• EPPIC-Net is a National Institutes of Health’s Helping to End Addiction Long-term (HEAL)-funded consortium established to accelerate the development of non-addictive pain therapies by supporting early-phase clinical trials of promising agents.
• Drs. Robinson-Papp and George led a team to create the platform protocol for this trial, a novel approach that includes multiple subgroups and substudies and enables the evaluation of more than one investigational agent. Testing of the first two agents is anticipated to begin in early 2022.
An estimated 34 million Americans have diabetes, and painful peripheral neuropathy affects up to a third of them. “This pain may be experienced as burning, aching, hypersensitivity to touch, or simply as pain. There are four U.S. Food and Drug Administration-approved medications that reduce symptoms but many patients have tried these and do not get adequate relief,” says Dr. Robinson-Papp.
The two agents are:
Topical pirenzepine 4% (WST-057), a molecule that was developed in the 1980s and marketed throughout Europe and Asia in an oral form to treat gastric ulcers, and has potential as a topical pain treatment.
NRD135S.E1, an oral active drug that has shown some indication of potential pain relief for diabetic peripheral neuropathy.
The pirenzepine Phase 2b study is a multicenter, parallel-arm, randomized trial that is open to patients who have diabetes and who both exhibit signs of peripheral neuropathy on exam and present with related pain.
• Using a premeasured pump, the treatment cohort will apply the topical therapeutic to their feet and lower calves once daily before bed, and the control arm will apply a topical placebo.
• Participants will wear digital monitors to enable assessments of their activity and sleep patterns, and use a smartphone app to provide daily updates on the level of pain they are experiencing based on a scale of zero to 10.
• Participants will also undergo neurological exams and quantitative sensory testing, which will involve both vibration and temperature, to better understand the phenomena of numbness and pain.
The study plans to recruit 260 participants who will be followed for 20 weeks. The primary outcome is pain, but a secondary outcome is treatment of the underlying disease process. “There are preliminary data for this therapeutic agent that suggest this type of molecule can increase the density of certain nerve fibers and that it might help nerve regrowth at 20 weeks,” explains Dr. George, Clinical Research Program Director, Department of Neurology, Icahn School of Medicine at Mount Sinai. “Based on those data, we are targeting a slightly milder-pain population because if the neuropathy patients' experience is too severe, that regrowth may not be effective.”
For the multicenter NRD135S.E1 study, 260 participants with moderate to severe neuropathy will be recruited and randomized into two cohorts: one that will be administered the oral active drug once a day, and one that will receive a placebo.
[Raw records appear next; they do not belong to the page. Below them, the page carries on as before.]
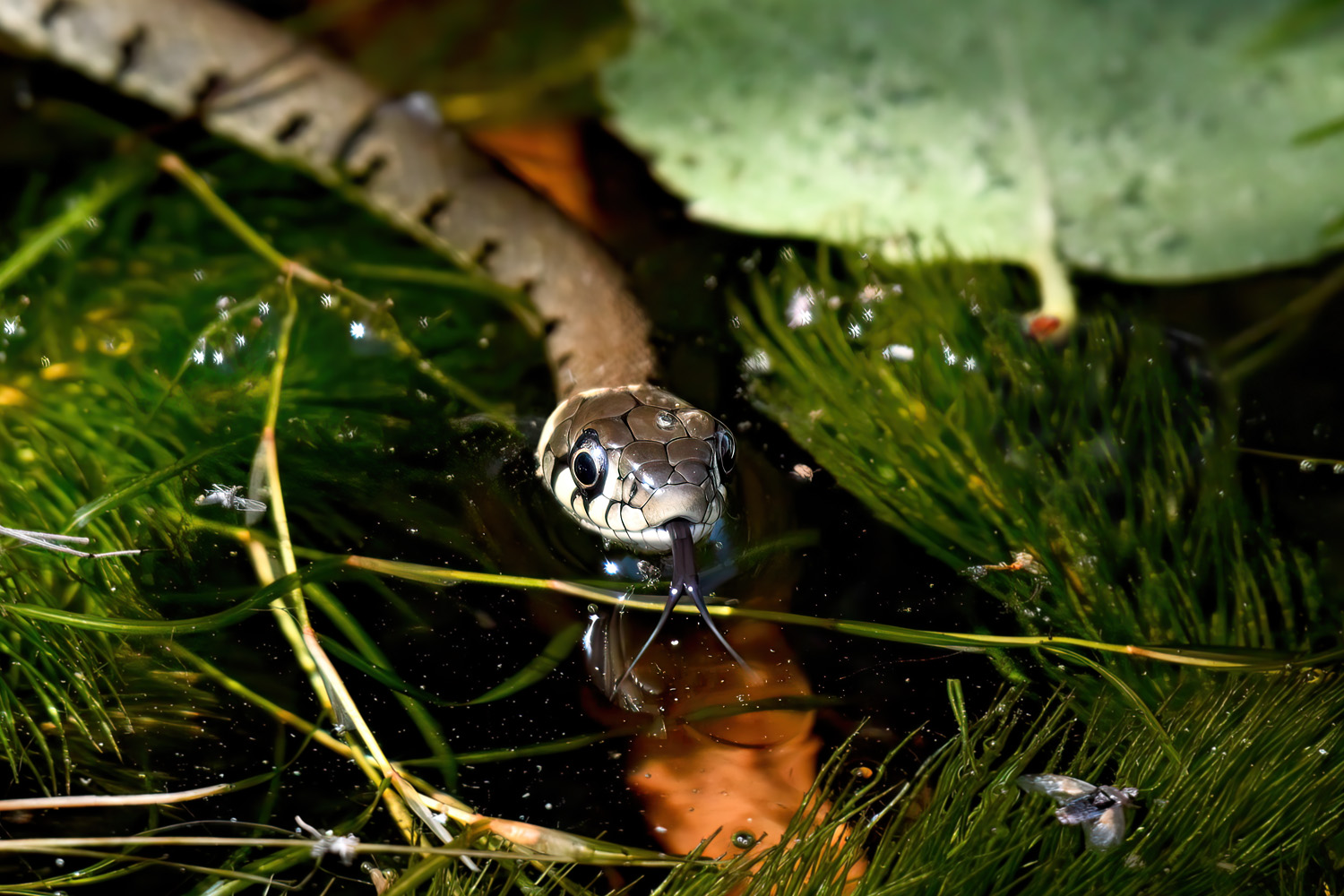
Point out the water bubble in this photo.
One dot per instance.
(757, 363)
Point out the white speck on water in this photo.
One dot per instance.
(800, 308)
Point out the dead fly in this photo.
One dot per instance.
(230, 498)
(61, 543)
(1099, 810)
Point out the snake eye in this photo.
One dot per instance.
(588, 462)
(726, 447)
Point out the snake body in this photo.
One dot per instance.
(629, 461)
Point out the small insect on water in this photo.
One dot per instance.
(1099, 810)
(230, 497)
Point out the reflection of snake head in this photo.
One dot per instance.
(628, 461)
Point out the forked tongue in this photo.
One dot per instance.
(685, 579)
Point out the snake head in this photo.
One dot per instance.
(626, 461)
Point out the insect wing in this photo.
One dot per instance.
(1083, 809)
(1107, 831)
(1061, 788)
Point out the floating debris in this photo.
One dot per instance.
(230, 497)
(803, 473)
(1099, 810)
(1021, 562)
(61, 543)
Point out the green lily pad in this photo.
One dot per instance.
(1144, 139)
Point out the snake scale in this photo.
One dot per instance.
(626, 460)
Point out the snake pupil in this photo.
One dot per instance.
(588, 462)
(585, 469)
(728, 449)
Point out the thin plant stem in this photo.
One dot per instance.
(290, 269)
(105, 191)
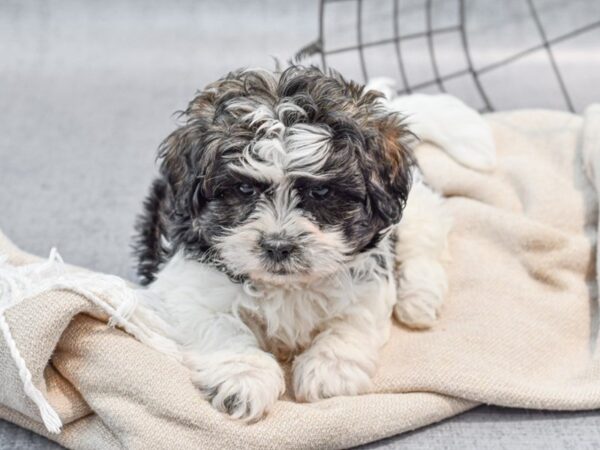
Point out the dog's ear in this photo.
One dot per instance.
(391, 162)
(177, 154)
(185, 155)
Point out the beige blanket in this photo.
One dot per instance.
(519, 327)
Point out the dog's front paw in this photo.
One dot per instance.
(422, 288)
(317, 376)
(244, 386)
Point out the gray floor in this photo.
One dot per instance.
(86, 93)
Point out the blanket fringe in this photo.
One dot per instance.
(109, 293)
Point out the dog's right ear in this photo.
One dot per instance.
(183, 164)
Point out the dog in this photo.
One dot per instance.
(288, 224)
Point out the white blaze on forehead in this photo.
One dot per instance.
(300, 148)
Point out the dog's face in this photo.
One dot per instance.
(285, 177)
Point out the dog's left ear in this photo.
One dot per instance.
(392, 161)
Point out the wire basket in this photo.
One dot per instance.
(493, 54)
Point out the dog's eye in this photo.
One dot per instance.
(319, 192)
(247, 189)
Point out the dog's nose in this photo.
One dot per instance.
(276, 248)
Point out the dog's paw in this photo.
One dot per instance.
(318, 375)
(417, 310)
(421, 291)
(244, 386)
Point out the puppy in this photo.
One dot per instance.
(274, 232)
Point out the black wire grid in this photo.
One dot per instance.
(320, 49)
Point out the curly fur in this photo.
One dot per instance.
(274, 233)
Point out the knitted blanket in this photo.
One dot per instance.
(519, 327)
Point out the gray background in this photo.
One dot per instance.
(86, 94)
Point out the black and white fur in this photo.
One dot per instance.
(274, 233)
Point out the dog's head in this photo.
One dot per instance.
(288, 176)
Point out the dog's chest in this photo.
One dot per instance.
(286, 320)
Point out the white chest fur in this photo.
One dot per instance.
(284, 318)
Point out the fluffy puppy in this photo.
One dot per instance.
(274, 232)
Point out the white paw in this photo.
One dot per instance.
(452, 125)
(417, 310)
(244, 386)
(318, 376)
(421, 290)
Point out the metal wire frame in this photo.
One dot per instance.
(318, 48)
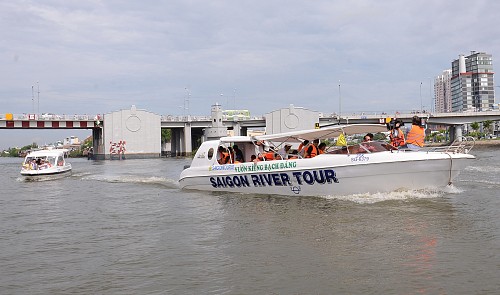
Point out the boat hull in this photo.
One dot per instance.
(331, 174)
(50, 172)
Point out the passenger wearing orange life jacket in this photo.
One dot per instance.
(268, 154)
(224, 157)
(321, 148)
(416, 135)
(396, 135)
(302, 145)
(312, 150)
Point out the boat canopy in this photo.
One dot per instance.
(323, 133)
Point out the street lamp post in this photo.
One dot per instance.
(421, 103)
(38, 93)
(340, 102)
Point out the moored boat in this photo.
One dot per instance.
(368, 167)
(44, 163)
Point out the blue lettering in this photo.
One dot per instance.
(212, 180)
(298, 177)
(330, 175)
(319, 176)
(285, 179)
(244, 181)
(229, 181)
(266, 179)
(276, 179)
(256, 180)
(308, 178)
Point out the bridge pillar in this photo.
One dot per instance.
(175, 142)
(455, 132)
(97, 144)
(188, 146)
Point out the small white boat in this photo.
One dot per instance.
(43, 163)
(363, 168)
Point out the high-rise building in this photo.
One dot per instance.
(472, 86)
(442, 92)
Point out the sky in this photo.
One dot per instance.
(180, 57)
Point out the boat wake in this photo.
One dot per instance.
(403, 195)
(169, 183)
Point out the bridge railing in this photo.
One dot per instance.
(52, 117)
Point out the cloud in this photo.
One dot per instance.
(100, 56)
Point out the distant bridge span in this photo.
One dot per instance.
(187, 130)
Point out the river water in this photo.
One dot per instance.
(124, 227)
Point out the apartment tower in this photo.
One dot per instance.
(472, 86)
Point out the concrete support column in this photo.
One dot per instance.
(97, 144)
(458, 132)
(175, 142)
(188, 146)
(237, 129)
(455, 132)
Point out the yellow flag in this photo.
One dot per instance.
(341, 140)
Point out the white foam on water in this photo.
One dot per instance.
(133, 179)
(400, 195)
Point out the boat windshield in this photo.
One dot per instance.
(364, 147)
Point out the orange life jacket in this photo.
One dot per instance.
(314, 151)
(224, 157)
(267, 156)
(398, 139)
(416, 135)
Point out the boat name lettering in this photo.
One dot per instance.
(308, 177)
(221, 167)
(360, 158)
(265, 167)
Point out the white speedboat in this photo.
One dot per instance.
(43, 163)
(363, 168)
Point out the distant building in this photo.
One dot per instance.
(472, 84)
(71, 140)
(442, 92)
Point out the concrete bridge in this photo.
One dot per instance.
(136, 133)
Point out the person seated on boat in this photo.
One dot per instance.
(366, 145)
(223, 155)
(238, 154)
(231, 155)
(268, 155)
(416, 136)
(396, 135)
(302, 147)
(312, 149)
(293, 155)
(321, 148)
(285, 151)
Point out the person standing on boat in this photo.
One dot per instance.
(238, 154)
(396, 135)
(312, 149)
(285, 151)
(223, 155)
(321, 148)
(416, 135)
(302, 147)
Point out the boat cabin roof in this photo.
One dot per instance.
(47, 153)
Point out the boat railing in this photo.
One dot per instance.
(461, 145)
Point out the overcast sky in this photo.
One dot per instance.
(89, 57)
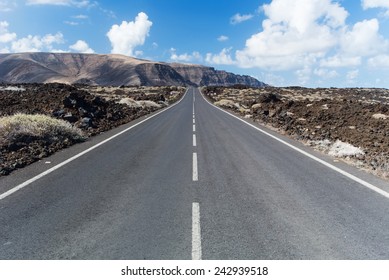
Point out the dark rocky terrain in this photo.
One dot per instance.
(91, 109)
(115, 70)
(351, 124)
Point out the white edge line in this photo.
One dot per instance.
(37, 177)
(196, 232)
(195, 174)
(350, 176)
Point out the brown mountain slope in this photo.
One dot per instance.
(110, 69)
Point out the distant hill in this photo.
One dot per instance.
(115, 70)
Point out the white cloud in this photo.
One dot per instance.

Because the active drug is novel, participants will undergo additional monitoring; they will be administered their first dose in the clinic and then have their vital signs taken and undergo an electrocardiogram. They will also have an earlier initial follow-up.
“It is an interesting new therapy that has an unknown mechanism of action,” says Dr. Robinson-Papp, Professor of Neurology at Icahn Mount Sinai. “It has its roots in a tea that was taken in a Siberian village for pain relief. Researchers identified a bacterium that was producing a particular molecule of interest, synthesized it, and put it through preliminary testing.”
An additional notable aspect of these studies is that biosamples from consenting participants will be stored at a data-coordinating center at a participating clinical trial institution. This has the potential to enable both identification of biomarkers of pain and key insights on peripheral neuropathy among different patient populations, according to Dr. Robinson-Papp. “For example, we could gain a better understanding of how a medication’s mechanism would work in different subgroups of patients allowing us to move toward personalized medicine,” she says.
In addition to those potential benefits, Drs. Robinson-Papp and George say that having a platform protocol in place—rarely used outside the realm of cancer research—creates a standardized, rigorous process for assessing these, and other, pharmaceutical agents that could accelerate time to market.
“For many small pharmaceutical companies, a phase 2 study is a significant cost risk,” Dr. George says. “Through the protocol, we have an efficiency of design that, combined with EPPIC-NET and HEAL, creates a quick, efficient approach to assess new therapeutic options and also potentially explore whether certain combinations of therapeutic agents are efficacious.”